Jackett aus, Lederjacke an, E-Gitarre eingestöpselt. Fertig ist der rockende und punkende Wirtschaftswissenschaftler. Dürfen Professoren ab und zu ein bisschen wild sein - oder wirken sie dann gleich wie Oskar Lafontaine einst in der Juso-Disco?
Von Joachim Hentschel

Auf Dauer muss das wahnsinnig deprimierend sein, selbst für die uneitelsten Vertreter des akademischen Standes: Wenn irgendwo in der Populärkultur überhaupt Wissenschaftler auftauchen - dann sind es immer Albert Einstein und Stephen Hawking. Einstein mit seiner Bäh-Zunge, den eine kitschige Airbrush-Poster-Illustrationen sogar beim Rendezvous mit Marilyn Monroe zeigt. Hawking, der als Freak verehrt wird, in Cartoonserien auftreten darf und es mit seiner Roboterstimme auf verschiedene Rockplatten geschafft hat.

Die zwei coolsten Eierköpfe der Welt, die den Erfolg bei jungen Leuten vor allem ihrem Aussehen verdanken. Hat irgendeiner der vielen, vielen Posterkäufer die Relativitätstheorie verstanden?

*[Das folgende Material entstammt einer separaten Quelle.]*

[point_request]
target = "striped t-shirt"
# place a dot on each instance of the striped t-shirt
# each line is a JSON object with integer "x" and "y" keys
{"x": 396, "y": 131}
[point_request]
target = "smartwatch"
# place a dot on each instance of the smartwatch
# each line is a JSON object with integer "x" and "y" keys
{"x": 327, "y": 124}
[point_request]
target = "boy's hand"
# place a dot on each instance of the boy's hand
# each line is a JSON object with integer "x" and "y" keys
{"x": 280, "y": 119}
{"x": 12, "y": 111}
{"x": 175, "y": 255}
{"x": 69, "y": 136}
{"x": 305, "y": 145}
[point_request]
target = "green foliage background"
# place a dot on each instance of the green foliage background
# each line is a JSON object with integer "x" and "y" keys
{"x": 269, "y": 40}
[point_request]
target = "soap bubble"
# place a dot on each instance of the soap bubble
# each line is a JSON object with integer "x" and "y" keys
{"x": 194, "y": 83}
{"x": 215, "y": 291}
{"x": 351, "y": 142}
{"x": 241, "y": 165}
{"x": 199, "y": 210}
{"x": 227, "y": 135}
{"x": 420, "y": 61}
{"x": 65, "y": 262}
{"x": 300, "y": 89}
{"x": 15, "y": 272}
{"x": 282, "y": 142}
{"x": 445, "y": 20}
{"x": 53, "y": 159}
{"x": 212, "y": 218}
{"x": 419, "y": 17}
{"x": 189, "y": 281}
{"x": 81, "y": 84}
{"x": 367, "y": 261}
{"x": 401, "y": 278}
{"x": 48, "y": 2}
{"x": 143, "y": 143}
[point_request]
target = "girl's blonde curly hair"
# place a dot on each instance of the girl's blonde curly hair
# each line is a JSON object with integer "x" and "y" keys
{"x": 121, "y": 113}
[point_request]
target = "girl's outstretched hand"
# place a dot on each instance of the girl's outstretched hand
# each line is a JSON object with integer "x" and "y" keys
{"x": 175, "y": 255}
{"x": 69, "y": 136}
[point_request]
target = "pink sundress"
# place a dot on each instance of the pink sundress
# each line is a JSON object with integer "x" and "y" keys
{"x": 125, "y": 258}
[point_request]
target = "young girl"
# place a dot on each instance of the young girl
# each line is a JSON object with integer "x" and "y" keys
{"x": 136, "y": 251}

Auch wenn sie es nicht zugeben, wahrscheinlich träumen Professoren manchmal davon, so prominent zu sein. Ein bisschen zumindest. Denn wer jeden Tag ein so gewaltiges Publikum vor sich hat, das sich auf Hörsaalstufen drängt wie Teenager bei der Tokio-Hotel-Autogrammstunde - der fände es doch auch schön, wenn die Zuhörer ihn nicht bloß als Lehrkörper sehen würden, sondern auch als kleinen Star.

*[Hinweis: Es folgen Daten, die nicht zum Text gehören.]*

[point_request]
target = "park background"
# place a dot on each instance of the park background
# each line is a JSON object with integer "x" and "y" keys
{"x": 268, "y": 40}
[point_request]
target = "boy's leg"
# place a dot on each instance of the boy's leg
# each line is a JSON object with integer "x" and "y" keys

It's The Economix, stupid!

Professor Karl-Hans Hartwig, 59, Verkehrswissenschaftler an der Uni Münster, hat sich vielleicht ein bisschen so gefühlt, als er im vergangenen Dezember in Münster als DJ bei der "Night of the Profs" auftrat. Und als er kürzlich wieder in der Kakaobunker-Mensa stand und zur schnarrenden E-Gitarre "Basket Case" sang, einen Song der amerikanischen Punkgruppe Green Day. Die eigene Band im Rücken, Professor Schwanitz von den Technischen Betriebswirtschaftlern am wuselnden Bass, der Wirtschaftsinformatiker Winkelmann am Keyboard. Nur der Schlagzeuger ist "Zivilist" bei Hartwigs Dozentenband The Economix, die beim JuWi-Fest, der Studentenparty der Münsteraner Uni, wieder eine der Premium-Attraktionen war.

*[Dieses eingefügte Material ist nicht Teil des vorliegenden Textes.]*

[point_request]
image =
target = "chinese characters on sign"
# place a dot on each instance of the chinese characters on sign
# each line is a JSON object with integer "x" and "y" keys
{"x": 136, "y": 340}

Professor Dr. Franz Penzenstadler, Romanist in Tübingen, spielt mit Fakultätskollegen sardischen Rock. Der Wittener Marketing-Professor Dr. Franz Liebl ist dafür berüchtigt, in seiner Freizeit als PunkDiscjockey zu arbeiten; Dr. Wolfgang Ülzmann, Informatik-Prof aus Wedel, schreibt auf seiner Homepage über die Liebe zum amerikanischen Bluesrock. So furchtbar überraschend ist das ja gar nicht - wenn Bäcker, Automechaniker und US-Präsidenten den Rock’n’Roll lieben und spielen, warum sollten es die Chefs von Uni-Seminaren nicht auch tun?

Stimmt. Und trotzdem sträubt sich da beim ersten Gedanken etwas. Wenn Professoren rocken: Das fühlt sich an wie die berühmte Szene, als Oskar Lafontaine beim Parteitag mit den Jusos Disco tanzte. Oder, nun ja, wie wenn Rocker Quantenphysik unterrichten würden. Die Wissenschaft, die Musik - beide könnten hier Schaden nehmen, den man ebenso schlecht zurücknehmen kann wie eine im Schnapsrausch erworbene Tätowierung.

Was ist so eigenartig an rockenden Profs?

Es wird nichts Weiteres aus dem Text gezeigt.